Note that in the past, and even today in most of the world, mostly orphans were put up for adoption. Societies were careful all along to respect and preserve the biological bonds between children and their parents. Instead of severing the parent-child relationship, they worked to improve the parenting skills of parents, the marital relationship, and the overall familial bonds. Norway’s Child Welfare Act is a major departure from this philosophy. Essentially, it grants the state the power to declare who is fit or unfit to be a parent and to take away the children of parents whom it deems unfit and give them to couples whom the state deems fit. This allows Barnevernet to snatch children away from their parents at will. There also is a presumption that Barnevernet’s selection of parents is always appropriate. For the biological parents to regain their offspring, they must undergo extensive psychological evaluation. “Experts” declare them fit or unfit as parents. Apparently, biology is no longer sufficient to grant them this status.
There is something very odd, sinister, and unsettling about this whole scenario and Norway’s parenting doctrine. One may even call is ideological aggression. The whole meaning of parenting has been turned upside down. In Norway, parenting no longer means biological ties between children and their parents. Instead, it means declaring as legal parents couples whom the state entrusts with the task to care for children. In a nutshell this is what sociologists term social or psychological parenting which has displaced biological parenting.

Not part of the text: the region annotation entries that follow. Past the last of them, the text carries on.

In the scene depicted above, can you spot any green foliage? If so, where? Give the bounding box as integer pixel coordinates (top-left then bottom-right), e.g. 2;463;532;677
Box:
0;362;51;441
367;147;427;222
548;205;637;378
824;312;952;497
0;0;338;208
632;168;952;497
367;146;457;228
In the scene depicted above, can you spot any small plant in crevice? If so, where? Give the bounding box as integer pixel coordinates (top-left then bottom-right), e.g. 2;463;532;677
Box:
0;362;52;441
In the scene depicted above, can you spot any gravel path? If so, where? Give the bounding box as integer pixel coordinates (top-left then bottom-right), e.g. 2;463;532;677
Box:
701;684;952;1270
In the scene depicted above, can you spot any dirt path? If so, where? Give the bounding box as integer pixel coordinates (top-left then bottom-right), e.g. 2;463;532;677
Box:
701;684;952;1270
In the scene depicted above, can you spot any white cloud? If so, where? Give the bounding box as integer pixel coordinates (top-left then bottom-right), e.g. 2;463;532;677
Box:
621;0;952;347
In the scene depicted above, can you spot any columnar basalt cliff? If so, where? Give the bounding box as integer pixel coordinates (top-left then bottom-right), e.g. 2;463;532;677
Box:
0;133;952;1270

It is not surprising that Barnevernet views with suspicion parents who do not conform to Norway’s official and exclusivist parenting ideology. Unfortunately, this has affected the Bodnariu Family as well. Nor has its religion, however, been a motivating factor only in the abduction of the children. Events which occurred in the lives of the children following their abduction, now dispersed in three (3) different foster homes across Norway, confirm that there may well be at work a deliberate process to deprive the Bodnariu children of their religious identity. One of the children recently complained to the biological parents that the foster parents have already told some of the children that there is no God, no need for prayer, and that man has evolved from primates. This cannot be said to be in the best interest of the children to preserve their religious identity.”
Peter Costea is a civil rights attorney practicing in Houston, Texas. He also holds a PhD in diplomacy from the Fletcher School of Law and Diplomacy in Boston, Massachusetts.